Loin des expositions pharaoniques qui déplacent des foules et obtiennent une bonne place au hit-parade des événements culturels, certaines villes de banlieue qui possèdent de véritables trésors, nous font l’offrande de belles et pertinentes expositions. C’est le cas à Saint-Denis, avec le bien nommé Musée d’art et d’histoire Paul Eluard. Celui-ci a le privilège d’abriter le fonds le plus important du poète en France. Paul Eluard (1895-1952), grand poète, natif du lieu et figure communiste reconnue. On ne compte plus les médiathèques, équipements culturels, collèges, lycées, rues, groupes scolaires qui portent son nom. Depuis 2019, le Musée d’art et d’histoire de Saint-Denis a lui fait le choix d’être rebaptisé Paul Eluard où l’auteur de "Liberté" fait l’objet d’une exposition avec son complice, compère et camarade, Pablo Picasso, jusqu’au mois de juillet.
D’abord le lieu. Le Musée d’art et d’histoire est installé dans un ancien couvent de carmélites du XVIIe siècle et sa chapelle néoclassique créée par l’architecte du roi Richard Mique (1728-1794). C’est dans ce lieu unique, bercé par l’histoire artistique, intellectuelle et politique séquano-dionysienne, depuis l’époque médiévale, en passant par le quotidien des religieuses et les moments forts de la Commune de Paris, que l’on va découvrir ces deux grandes figures du monde de l’art, Picasso et Eluard.
Une amitié indéfectible
La première exposition Picasso à s’être tenue en Espagne après 1900 eut lieu à Barcelone et obtint un grand succès. Le peintre vivait alors à Paris et avait envoyé Paul Eluard qui donna une conférence à l’occasion de cet événement. Cette amitié, renforcée jour après jour, a « donné naissance à des fruits féconds en peinture et en poésie ». Pablo Picasso a peint à de nombreuses reprises Eluard et sa femme, Nush, tandis que Paul Eluard dédiait de nombreux poèmes à Picasso. Surréaliste, Paul Eluard commence à se détacher d’André Breton et de son groupe, alors que la tourmente commence à prendre corps en Europe. Guerre d’Espagne, Occupation, Libération et adhésion au Parti communiste français, Picasso et Eluard forment un véritable duo, tant ils semblent partager des visions et des comportements communs. Le poète et le peintre se rejoignent sur le terrain de l’art et de la création mais aussi sur le plan affectif et politique. Paul Eluard affirmait qu’il "était heureux de vivre au XXe siècle, ne fût-ce que parce qu’il avait pu y rencontrer Picasso ». Lorsque le poète lui envoie un exemplaire des "Yeux fertiles", il l’accompagne de ces mots : « A Pablo Picasso, ce livre témoin de quelques mois de notre vie, témoin de la passion admirative que j’ai pour lui. »

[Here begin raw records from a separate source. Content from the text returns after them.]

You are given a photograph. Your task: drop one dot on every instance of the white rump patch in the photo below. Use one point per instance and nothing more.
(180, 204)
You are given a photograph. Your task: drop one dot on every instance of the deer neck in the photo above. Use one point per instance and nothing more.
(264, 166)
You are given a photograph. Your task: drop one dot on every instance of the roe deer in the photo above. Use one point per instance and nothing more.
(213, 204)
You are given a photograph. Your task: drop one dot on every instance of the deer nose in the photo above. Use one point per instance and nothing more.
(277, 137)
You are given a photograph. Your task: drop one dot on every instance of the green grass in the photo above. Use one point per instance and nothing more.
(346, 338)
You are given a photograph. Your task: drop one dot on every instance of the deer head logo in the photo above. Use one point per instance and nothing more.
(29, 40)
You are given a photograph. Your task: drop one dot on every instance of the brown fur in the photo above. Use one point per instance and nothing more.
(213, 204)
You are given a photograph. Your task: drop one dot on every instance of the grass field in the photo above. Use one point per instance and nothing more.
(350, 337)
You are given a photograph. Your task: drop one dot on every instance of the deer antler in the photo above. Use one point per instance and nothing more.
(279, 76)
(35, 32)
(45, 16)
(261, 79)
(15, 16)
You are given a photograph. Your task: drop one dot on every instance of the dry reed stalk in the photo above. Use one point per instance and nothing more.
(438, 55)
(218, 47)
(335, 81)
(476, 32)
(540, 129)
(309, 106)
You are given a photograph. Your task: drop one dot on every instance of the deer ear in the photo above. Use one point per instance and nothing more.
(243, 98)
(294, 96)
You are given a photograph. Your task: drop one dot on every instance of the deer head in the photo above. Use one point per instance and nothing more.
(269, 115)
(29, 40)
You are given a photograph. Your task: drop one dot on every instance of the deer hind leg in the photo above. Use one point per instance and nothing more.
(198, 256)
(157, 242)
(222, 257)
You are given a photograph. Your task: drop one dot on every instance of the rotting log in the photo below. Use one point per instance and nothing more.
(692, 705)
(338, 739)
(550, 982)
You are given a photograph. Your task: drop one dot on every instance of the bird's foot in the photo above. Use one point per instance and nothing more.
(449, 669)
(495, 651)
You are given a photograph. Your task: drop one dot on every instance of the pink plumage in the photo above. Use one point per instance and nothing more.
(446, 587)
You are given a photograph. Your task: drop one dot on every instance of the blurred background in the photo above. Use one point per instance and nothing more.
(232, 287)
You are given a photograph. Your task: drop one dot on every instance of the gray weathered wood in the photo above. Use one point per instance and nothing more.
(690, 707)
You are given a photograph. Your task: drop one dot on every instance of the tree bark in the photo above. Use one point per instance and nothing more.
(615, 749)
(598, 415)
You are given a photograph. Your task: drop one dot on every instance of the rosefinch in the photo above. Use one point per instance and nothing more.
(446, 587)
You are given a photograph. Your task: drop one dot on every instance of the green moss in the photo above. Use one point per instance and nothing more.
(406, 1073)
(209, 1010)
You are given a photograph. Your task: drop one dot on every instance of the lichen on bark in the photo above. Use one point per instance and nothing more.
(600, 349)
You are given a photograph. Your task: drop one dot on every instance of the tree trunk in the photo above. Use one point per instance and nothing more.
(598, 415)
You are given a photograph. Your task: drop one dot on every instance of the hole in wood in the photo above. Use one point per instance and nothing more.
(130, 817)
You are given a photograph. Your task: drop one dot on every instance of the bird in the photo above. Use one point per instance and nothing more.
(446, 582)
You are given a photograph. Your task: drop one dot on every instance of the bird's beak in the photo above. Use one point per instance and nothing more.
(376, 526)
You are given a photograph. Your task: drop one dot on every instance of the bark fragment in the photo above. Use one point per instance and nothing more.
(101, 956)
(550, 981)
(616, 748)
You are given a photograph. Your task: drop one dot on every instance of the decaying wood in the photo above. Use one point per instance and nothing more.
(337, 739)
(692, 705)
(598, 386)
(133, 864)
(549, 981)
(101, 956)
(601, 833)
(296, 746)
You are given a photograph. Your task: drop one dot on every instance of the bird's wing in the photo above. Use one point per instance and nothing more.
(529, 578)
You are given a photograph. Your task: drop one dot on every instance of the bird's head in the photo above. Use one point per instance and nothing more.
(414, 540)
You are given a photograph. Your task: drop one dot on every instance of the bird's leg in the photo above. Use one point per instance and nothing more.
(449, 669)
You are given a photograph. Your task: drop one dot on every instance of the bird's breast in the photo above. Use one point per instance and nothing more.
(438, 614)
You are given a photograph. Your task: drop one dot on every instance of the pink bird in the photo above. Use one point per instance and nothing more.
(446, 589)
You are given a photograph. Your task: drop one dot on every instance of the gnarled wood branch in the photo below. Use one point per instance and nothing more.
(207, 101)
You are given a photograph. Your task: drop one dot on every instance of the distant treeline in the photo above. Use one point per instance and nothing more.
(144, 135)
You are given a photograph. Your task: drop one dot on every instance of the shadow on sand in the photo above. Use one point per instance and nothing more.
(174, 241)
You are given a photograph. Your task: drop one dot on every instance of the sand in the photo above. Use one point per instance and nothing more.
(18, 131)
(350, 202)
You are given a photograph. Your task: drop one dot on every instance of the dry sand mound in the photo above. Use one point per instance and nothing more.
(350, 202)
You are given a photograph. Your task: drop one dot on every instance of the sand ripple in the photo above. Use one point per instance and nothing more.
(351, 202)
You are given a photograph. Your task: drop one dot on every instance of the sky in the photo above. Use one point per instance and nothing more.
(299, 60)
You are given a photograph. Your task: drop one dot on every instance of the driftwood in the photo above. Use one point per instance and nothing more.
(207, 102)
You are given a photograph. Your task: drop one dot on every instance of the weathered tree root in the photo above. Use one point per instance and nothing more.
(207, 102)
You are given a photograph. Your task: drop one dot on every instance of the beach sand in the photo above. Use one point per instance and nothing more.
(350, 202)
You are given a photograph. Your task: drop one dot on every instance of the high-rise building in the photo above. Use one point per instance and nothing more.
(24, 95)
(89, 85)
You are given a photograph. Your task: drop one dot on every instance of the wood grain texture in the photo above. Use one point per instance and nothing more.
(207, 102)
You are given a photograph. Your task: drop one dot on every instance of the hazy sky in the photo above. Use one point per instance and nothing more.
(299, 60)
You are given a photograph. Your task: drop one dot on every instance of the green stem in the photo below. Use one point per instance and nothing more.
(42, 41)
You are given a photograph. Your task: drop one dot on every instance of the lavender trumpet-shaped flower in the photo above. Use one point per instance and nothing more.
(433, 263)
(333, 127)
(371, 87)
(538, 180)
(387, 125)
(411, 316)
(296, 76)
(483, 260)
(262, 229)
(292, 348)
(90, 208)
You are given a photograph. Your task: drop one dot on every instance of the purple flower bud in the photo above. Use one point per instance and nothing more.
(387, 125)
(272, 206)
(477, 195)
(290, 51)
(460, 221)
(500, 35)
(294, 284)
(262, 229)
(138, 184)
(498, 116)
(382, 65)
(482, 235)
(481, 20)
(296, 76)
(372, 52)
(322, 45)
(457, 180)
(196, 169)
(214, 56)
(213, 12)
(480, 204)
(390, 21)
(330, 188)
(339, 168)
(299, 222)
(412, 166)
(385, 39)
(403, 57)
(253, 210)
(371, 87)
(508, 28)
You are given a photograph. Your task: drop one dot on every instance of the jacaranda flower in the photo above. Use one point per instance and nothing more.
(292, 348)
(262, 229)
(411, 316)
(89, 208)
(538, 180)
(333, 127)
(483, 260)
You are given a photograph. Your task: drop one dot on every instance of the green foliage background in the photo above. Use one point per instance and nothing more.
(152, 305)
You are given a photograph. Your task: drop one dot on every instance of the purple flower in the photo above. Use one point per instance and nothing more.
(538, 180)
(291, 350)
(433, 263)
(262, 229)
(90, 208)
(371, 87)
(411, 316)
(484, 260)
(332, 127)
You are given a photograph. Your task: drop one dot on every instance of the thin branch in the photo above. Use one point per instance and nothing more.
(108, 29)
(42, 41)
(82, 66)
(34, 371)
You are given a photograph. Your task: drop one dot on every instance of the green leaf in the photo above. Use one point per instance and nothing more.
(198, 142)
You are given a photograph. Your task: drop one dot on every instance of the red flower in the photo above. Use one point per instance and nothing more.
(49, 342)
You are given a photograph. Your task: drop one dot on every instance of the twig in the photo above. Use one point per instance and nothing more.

Les inventaires dressés par Paul Eluard, sa correspondance, les catalogues de vente et les différentes photos prises chez Eluard, laissent entrevoir que celui-ci possédait de nombreuses œuvres de Picasso, dessins, gouaches, peintures, aquarelles, estampes. On estime qu’à un moment ou l’autre, le poète a pu acquérir ou recevoir de la part de son ami jusqu’à soixante-cinq œuvres.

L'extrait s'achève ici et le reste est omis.